L’anonimato dell’IP non garantisce sicurezza
Il Garante ha rilevato che Caffeina Media ha utilizzato la versione gratuita di Analytics, per fini statistici – cioè capire le attività degli utenti sul sito. Sebbene la società ammonita abbia dichiarato di non aver attivato la funzione di IP anonymization, che consente di oscurare parzialmente l’indirizzo IP dell’utente verso Google, il Garante ha sottolineato come anche l’anonimato parziale dell’IP non garantisca protezione. Questo perché, come afferma il Garante, Google potrebbe arricchirlo con altre informazioni. Il cartellino giallo vale non solo per Caffeina Media Srl ma per tutti i gestori italiani di siti web.
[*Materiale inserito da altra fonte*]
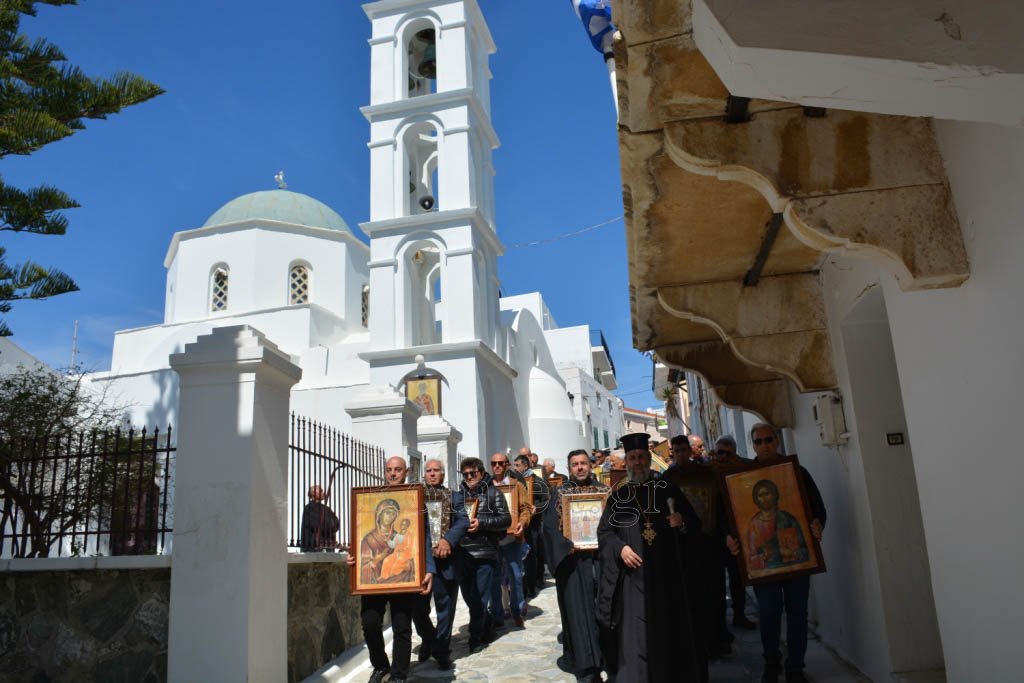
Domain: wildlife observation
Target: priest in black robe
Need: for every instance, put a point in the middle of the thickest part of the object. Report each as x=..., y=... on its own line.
x=642, y=595
x=576, y=571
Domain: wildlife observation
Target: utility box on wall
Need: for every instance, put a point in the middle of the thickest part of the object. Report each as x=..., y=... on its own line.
x=829, y=419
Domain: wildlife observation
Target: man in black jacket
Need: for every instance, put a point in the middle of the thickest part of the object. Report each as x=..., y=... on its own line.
x=788, y=594
x=320, y=524
x=477, y=553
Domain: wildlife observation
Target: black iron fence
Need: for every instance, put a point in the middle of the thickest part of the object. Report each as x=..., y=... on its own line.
x=324, y=466
x=86, y=494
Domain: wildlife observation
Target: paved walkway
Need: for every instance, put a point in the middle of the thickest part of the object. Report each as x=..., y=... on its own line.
x=528, y=654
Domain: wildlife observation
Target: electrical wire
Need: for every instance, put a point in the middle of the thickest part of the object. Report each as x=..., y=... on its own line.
x=558, y=238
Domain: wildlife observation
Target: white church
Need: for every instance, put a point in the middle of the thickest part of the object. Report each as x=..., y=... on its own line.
x=421, y=302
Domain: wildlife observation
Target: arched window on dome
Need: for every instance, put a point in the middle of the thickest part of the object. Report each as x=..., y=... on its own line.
x=366, y=305
x=298, y=285
x=218, y=289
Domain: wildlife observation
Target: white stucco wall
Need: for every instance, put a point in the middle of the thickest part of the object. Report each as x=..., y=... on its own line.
x=955, y=353
x=962, y=373
x=873, y=605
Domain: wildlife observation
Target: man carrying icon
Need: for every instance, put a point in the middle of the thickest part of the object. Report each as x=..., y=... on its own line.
x=402, y=604
x=576, y=572
x=641, y=596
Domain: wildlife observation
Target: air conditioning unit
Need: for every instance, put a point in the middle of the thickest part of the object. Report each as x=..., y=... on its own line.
x=829, y=419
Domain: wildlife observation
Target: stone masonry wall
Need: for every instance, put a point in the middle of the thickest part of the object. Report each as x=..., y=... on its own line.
x=97, y=625
x=323, y=616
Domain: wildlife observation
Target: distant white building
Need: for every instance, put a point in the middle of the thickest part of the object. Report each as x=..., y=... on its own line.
x=642, y=421
x=355, y=316
x=585, y=364
x=12, y=356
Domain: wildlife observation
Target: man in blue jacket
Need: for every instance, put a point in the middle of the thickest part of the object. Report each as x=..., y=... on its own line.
x=403, y=605
x=446, y=512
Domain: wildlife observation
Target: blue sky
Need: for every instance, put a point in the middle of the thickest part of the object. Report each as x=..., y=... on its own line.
x=255, y=86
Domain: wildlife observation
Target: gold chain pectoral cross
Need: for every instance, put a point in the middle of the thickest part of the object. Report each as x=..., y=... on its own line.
x=649, y=534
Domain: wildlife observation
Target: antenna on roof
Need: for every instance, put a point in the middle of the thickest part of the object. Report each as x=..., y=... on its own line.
x=74, y=348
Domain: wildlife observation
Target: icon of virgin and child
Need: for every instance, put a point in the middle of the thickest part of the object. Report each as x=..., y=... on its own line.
x=387, y=554
x=774, y=539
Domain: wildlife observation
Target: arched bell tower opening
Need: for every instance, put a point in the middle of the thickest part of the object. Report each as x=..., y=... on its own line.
x=420, y=142
x=420, y=39
x=432, y=240
x=423, y=290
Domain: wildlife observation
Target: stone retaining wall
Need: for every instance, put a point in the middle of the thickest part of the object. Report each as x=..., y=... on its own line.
x=323, y=617
x=100, y=625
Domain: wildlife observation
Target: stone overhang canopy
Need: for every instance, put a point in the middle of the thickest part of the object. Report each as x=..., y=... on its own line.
x=733, y=204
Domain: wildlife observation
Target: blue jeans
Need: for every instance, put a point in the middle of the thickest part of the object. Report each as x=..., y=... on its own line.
x=474, y=579
x=790, y=595
x=511, y=566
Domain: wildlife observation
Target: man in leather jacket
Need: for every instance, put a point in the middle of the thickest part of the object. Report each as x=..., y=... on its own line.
x=477, y=553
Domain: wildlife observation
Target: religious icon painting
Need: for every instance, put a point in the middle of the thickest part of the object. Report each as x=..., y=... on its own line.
x=438, y=513
x=770, y=517
x=388, y=539
x=511, y=494
x=425, y=392
x=581, y=515
x=699, y=485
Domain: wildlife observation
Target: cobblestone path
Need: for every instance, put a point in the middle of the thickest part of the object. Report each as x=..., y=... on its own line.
x=529, y=654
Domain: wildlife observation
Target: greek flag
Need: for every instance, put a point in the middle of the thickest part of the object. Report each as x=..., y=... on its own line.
x=596, y=17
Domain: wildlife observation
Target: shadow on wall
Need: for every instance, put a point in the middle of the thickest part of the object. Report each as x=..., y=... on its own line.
x=323, y=616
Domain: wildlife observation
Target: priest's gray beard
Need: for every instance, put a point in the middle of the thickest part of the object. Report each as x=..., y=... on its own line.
x=647, y=474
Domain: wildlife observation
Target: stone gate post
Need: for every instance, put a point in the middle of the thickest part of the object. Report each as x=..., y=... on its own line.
x=228, y=606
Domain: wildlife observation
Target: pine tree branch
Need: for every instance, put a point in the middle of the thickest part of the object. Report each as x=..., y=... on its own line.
x=36, y=210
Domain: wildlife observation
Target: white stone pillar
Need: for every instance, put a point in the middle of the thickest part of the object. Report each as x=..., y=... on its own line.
x=383, y=417
x=228, y=608
x=439, y=439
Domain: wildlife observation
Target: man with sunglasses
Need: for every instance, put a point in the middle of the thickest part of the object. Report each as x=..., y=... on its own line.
x=511, y=547
x=445, y=584
x=788, y=594
x=476, y=557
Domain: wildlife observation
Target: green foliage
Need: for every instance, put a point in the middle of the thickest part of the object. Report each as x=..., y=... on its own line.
x=65, y=466
x=44, y=99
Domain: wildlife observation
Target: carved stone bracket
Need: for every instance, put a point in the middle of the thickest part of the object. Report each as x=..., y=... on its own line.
x=734, y=382
x=866, y=184
x=778, y=326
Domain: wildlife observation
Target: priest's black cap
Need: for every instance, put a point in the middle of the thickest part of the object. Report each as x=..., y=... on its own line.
x=635, y=441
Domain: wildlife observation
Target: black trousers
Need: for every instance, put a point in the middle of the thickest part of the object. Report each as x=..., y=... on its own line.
x=736, y=588
x=445, y=597
x=424, y=627
x=372, y=614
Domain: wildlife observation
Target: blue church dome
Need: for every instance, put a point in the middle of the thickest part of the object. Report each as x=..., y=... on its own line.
x=282, y=205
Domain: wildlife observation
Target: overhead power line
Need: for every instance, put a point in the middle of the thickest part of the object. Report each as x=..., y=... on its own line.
x=566, y=236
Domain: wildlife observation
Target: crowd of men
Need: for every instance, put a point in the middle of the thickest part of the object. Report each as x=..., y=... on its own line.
x=647, y=605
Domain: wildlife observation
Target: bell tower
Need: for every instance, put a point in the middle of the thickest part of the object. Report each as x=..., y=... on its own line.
x=433, y=248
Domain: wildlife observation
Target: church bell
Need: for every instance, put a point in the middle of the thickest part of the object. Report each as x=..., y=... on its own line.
x=428, y=63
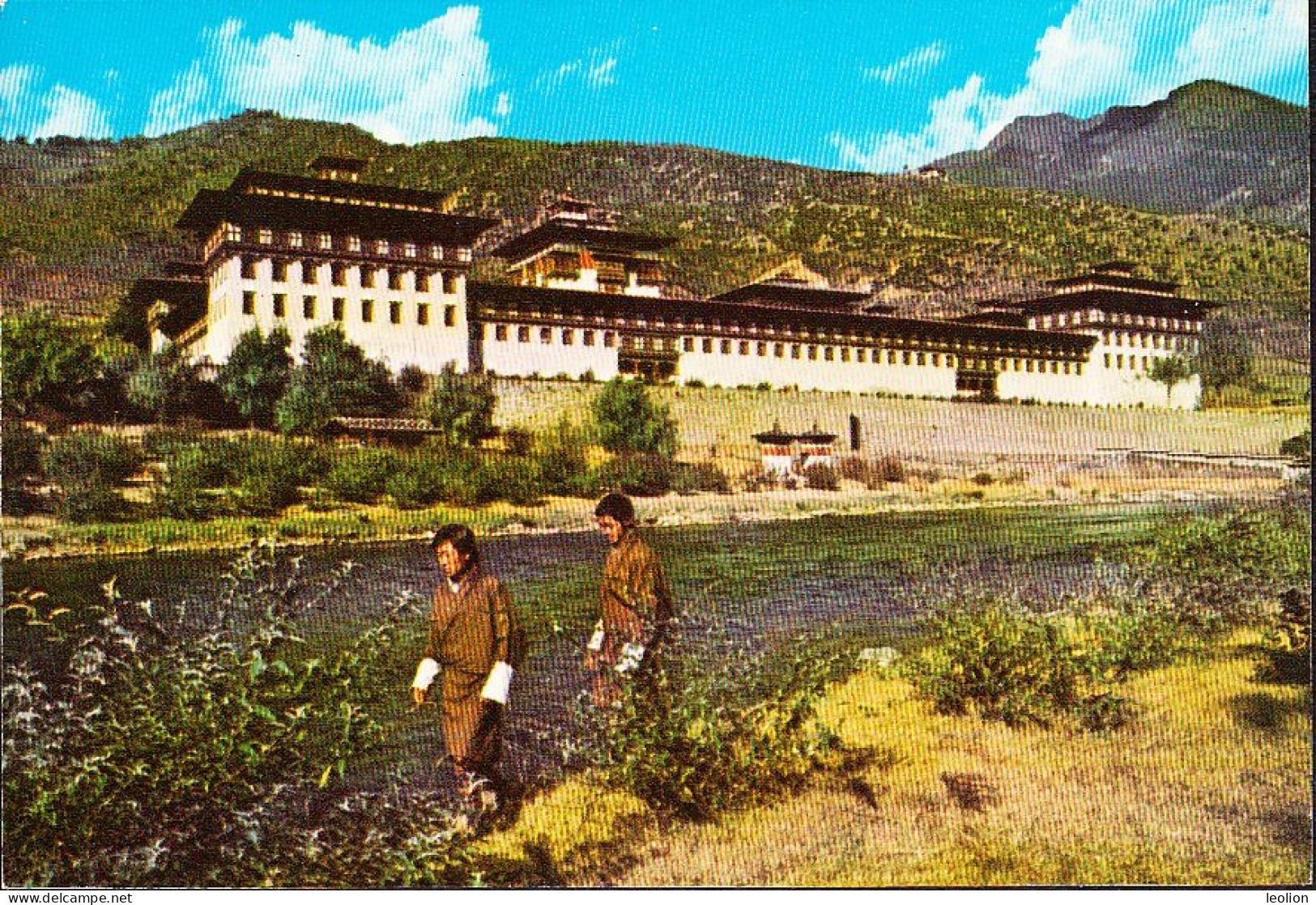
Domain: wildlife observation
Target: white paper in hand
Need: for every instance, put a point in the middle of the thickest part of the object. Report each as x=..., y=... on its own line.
x=425, y=673
x=631, y=656
x=498, y=684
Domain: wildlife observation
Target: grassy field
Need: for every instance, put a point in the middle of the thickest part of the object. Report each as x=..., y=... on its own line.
x=1210, y=785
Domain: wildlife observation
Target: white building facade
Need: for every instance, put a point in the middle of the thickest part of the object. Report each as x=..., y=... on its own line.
x=586, y=300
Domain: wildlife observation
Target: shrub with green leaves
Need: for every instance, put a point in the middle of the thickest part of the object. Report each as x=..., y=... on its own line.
x=636, y=474
x=158, y=753
x=20, y=457
x=1228, y=570
x=562, y=457
x=88, y=467
x=716, y=730
x=361, y=475
x=461, y=406
x=631, y=423
x=271, y=475
x=1006, y=662
x=182, y=488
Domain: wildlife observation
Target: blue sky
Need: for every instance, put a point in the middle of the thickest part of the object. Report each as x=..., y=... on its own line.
x=856, y=86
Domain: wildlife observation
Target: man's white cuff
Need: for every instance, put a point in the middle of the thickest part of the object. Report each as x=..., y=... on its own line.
x=425, y=673
x=498, y=684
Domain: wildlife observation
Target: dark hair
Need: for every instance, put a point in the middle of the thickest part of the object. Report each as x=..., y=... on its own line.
x=462, y=540
x=616, y=505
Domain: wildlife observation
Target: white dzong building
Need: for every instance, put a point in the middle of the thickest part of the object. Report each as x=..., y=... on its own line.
x=299, y=253
x=587, y=299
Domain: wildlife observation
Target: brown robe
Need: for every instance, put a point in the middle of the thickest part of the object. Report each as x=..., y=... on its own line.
x=467, y=635
x=635, y=600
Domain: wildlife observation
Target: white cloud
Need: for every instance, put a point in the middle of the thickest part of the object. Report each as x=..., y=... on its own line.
x=59, y=111
x=421, y=84
x=1097, y=57
x=1246, y=45
x=603, y=74
x=912, y=63
x=598, y=70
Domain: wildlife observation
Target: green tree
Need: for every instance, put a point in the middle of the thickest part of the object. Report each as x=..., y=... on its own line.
x=257, y=374
x=1225, y=358
x=164, y=385
x=48, y=363
x=461, y=406
x=632, y=423
x=1170, y=372
x=336, y=378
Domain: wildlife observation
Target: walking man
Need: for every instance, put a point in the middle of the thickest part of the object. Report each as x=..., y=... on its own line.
x=473, y=641
x=635, y=604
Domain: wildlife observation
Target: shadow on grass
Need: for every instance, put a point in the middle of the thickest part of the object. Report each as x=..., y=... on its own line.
x=1263, y=711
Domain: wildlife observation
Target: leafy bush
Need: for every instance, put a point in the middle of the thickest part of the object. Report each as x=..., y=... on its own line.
x=164, y=754
x=182, y=490
x=819, y=477
x=361, y=475
x=164, y=441
x=1010, y=663
x=88, y=467
x=1229, y=570
x=629, y=421
x=562, y=457
x=46, y=363
x=461, y=406
x=168, y=389
x=336, y=378
x=701, y=477
x=1298, y=448
x=512, y=479
x=709, y=733
x=256, y=374
x=636, y=474
x=271, y=477
x=20, y=457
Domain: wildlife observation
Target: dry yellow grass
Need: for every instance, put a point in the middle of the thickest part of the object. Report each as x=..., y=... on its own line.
x=1210, y=785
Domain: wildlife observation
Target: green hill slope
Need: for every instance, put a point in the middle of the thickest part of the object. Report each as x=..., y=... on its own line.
x=1207, y=147
x=79, y=220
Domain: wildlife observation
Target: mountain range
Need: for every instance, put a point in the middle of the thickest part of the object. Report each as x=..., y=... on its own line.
x=1208, y=147
x=79, y=220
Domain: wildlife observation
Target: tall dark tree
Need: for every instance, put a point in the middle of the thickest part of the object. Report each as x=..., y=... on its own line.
x=632, y=423
x=336, y=378
x=1170, y=372
x=166, y=387
x=1225, y=358
x=257, y=375
x=48, y=363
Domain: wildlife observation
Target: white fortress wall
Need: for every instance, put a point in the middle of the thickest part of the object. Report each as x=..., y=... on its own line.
x=429, y=345
x=522, y=351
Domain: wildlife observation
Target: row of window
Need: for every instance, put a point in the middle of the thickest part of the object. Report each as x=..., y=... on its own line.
x=753, y=329
x=339, y=307
x=366, y=277
x=1135, y=363
x=1149, y=341
x=330, y=242
x=778, y=351
x=1095, y=316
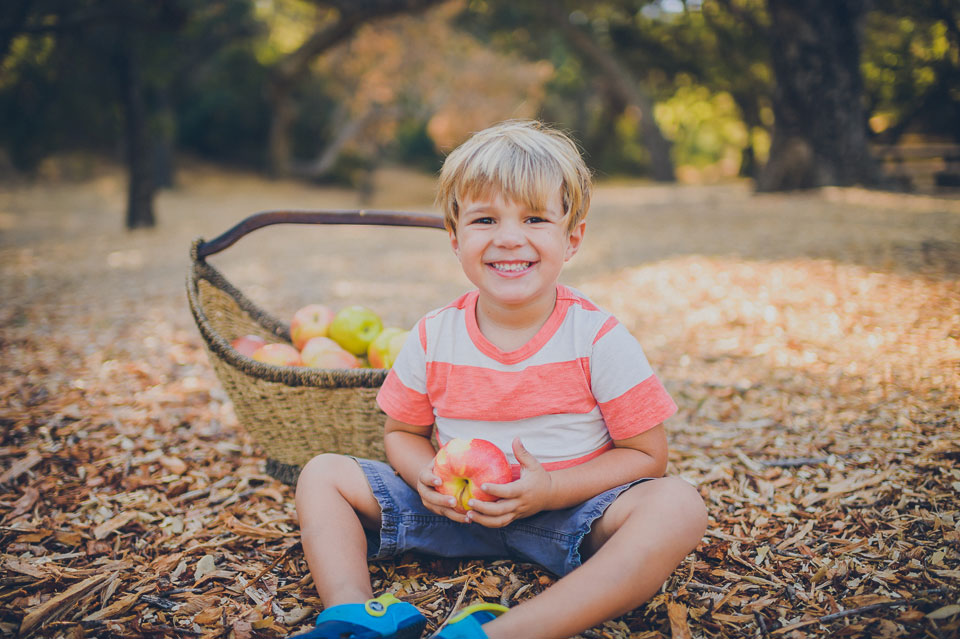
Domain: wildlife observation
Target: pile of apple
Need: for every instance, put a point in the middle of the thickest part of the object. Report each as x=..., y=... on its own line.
x=354, y=337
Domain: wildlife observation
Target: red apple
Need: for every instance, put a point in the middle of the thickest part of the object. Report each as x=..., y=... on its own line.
x=248, y=344
x=312, y=320
x=466, y=464
x=278, y=355
x=383, y=351
x=323, y=352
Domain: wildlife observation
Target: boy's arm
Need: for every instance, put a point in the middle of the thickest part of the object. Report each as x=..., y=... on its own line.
x=644, y=455
x=411, y=454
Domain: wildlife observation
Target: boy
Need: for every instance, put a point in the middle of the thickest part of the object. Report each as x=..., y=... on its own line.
x=559, y=385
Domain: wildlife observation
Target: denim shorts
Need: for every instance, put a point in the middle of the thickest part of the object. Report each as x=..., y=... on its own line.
x=550, y=538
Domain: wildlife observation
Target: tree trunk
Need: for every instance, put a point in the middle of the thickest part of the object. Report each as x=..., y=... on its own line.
x=289, y=71
x=139, y=151
x=630, y=91
x=820, y=129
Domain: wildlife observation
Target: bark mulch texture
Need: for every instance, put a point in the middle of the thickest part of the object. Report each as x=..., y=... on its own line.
x=812, y=343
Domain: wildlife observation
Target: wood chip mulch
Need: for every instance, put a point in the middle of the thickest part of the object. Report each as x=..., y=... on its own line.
x=819, y=417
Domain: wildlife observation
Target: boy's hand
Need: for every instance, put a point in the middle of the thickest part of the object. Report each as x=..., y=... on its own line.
x=522, y=498
x=436, y=502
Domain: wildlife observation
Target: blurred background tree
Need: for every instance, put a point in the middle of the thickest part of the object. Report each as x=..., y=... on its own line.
x=792, y=95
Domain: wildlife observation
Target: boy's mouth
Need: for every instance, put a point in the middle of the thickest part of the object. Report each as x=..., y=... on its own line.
x=510, y=267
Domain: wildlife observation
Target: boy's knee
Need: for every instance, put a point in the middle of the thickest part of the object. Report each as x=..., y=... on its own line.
x=324, y=470
x=679, y=502
x=689, y=505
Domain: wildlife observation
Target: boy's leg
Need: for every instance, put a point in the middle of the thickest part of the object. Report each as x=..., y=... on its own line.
x=334, y=503
x=640, y=539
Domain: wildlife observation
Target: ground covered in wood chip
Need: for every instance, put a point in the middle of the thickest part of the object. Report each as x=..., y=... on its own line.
x=811, y=341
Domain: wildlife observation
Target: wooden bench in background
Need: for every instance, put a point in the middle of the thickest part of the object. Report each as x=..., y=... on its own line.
x=921, y=166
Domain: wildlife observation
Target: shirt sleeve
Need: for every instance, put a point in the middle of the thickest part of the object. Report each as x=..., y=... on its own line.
x=631, y=398
x=403, y=395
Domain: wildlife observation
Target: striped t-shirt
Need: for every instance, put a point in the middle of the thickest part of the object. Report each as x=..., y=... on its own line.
x=581, y=382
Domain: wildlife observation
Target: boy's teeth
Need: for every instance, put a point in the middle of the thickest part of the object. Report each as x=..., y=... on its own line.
x=513, y=266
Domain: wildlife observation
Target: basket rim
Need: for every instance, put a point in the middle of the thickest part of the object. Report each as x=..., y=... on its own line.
x=288, y=375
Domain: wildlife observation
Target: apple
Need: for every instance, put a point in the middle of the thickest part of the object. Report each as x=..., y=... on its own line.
x=323, y=352
x=383, y=351
x=278, y=355
x=466, y=464
x=312, y=320
x=248, y=344
x=354, y=327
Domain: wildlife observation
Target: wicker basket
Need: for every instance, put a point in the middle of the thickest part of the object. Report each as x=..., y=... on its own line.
x=292, y=413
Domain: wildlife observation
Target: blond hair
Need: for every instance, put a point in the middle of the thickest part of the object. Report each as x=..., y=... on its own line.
x=522, y=160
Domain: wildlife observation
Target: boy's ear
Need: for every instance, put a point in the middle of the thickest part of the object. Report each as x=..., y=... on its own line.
x=575, y=239
x=454, y=243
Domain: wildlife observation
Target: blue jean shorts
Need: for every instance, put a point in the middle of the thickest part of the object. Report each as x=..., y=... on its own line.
x=550, y=538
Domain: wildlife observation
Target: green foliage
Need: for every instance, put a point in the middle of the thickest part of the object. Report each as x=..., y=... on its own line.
x=206, y=66
x=911, y=68
x=222, y=111
x=414, y=147
x=705, y=126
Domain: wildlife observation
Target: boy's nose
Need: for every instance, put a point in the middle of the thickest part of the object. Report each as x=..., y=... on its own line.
x=509, y=234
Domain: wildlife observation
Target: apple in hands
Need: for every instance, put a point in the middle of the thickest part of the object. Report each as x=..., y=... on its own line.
x=248, y=344
x=463, y=465
x=310, y=321
x=354, y=328
x=278, y=355
x=323, y=352
x=383, y=351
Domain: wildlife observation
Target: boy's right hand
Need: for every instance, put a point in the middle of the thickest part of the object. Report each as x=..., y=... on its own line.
x=437, y=502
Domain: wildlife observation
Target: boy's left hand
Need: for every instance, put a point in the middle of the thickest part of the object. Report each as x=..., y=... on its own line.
x=521, y=498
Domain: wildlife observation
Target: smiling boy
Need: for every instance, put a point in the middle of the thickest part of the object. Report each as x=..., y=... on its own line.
x=536, y=368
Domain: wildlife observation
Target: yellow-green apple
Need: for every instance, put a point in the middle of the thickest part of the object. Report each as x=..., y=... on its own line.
x=323, y=352
x=248, y=344
x=278, y=355
x=354, y=327
x=383, y=351
x=463, y=465
x=312, y=320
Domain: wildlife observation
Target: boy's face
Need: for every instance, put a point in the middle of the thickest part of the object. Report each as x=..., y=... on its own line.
x=511, y=254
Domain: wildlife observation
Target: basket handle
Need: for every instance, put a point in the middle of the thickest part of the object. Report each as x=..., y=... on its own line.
x=354, y=216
Nessuna sanzione ma l’obbligo entro 90 giorni di verificare la conformità delle modalità di utilizzo di cookie e altri strumenti di tracciamento utilizzati sui propri siti. Pena sanzioni severe.Google Analytics e trasferimento illegittimo dei dati in USA: le posizioni di Austria e Francia
Il provvedimento del Garante, ribadisce le interpretazioni già elaborate dai garanti dell’Austria e della Francia dopo il crollo del Privacy Shield in seguito alla sentenza della Corte di Giustizia UE del 2020. Tutto, infatti, ha inizio con la Sentenza Schrems II, frutto di poderose rimostranze mosse da Max Schrems, noto attivista austriaco da cui prende il nome la sentenza citata. Con provvedimento datato 22 dicembre 2021, reso pubblico il 14 gennaio 2022, l’Autorità Garante austriaca (“Datenschutzbehörde” or “DSB”) ha sanzionato il titolare di un sito web (più specificatamente un portale dedicato alla divulgazione su temi sanitari) per l’utilizzo di Google Analytics, che avrebbe violato le norme del regolamento GDPR.Google Analytics bocciato in Austria
Il ricorrente proponeva ricorso in data 18 agosto 2020. Riferendosi alla sentenza della Corte europea di giustizia del 16 luglio 2020, caso C-311/18 (“Schrems II”), secondo il ricorrente i convenuti, ossia il titolare del sito web e Google, non avrebbero più potuto basarsi sulla decisione di adeguatezza “Privacy Shield” per giustificare un trasferimento di dati verso gli USA. Il titolare ricorreva a Google Analytics e, in particolare, alla versione gratuita per generare valutazioni statistiche sul comportamento dei visitatori del sito web. Lo stesso, inoltre, aveva approvato i relativi termini e condizioni d’utilizzo, oltre ad aver concluso con Google le clausole contrattuali standard relative al trattamento dei dati personali ed il relativo contratto di nomina a responsabile del trattamento, in conformità all’art. 28 del GDPR (“processor agreement”).L’anonimizzazione degli IP non garantisce sicurezza
Il trattamento, ricostruito nel dettaglio dalla DSB, avrebbe avuto luogo prevalentemente in data center situati in Europa, ma anche su server al di fuori dello Spazio Economico Europeo (SEE). Il titolare avrebbe istruito il responsabile ad anonimizzare gli indirizzi IP degli utenti, prima di procedere alla relativa conservazione ed eventuale trasmissione. Tuttavia l’anonimizzazione degli indirizzi IP inizialmente non sarebbe stata configurata correttamente proprio dal titolare stesso. Inoltre, come ricostruito dal garante austriaco, i convenuti avrebbero anche adottato ulteriori misure contrattuali, organizzative e tecniche per la protezione dei dati personali (inclusa la crittografia), al fine di ridurre il rischio di esposizione degli stessi alle agenzie di intelligence statunitensi. Nonostante questo si è resa necessaria la decisione adottata dal Garante e, quindi, l’intimazione all’adeguamento al GDPR.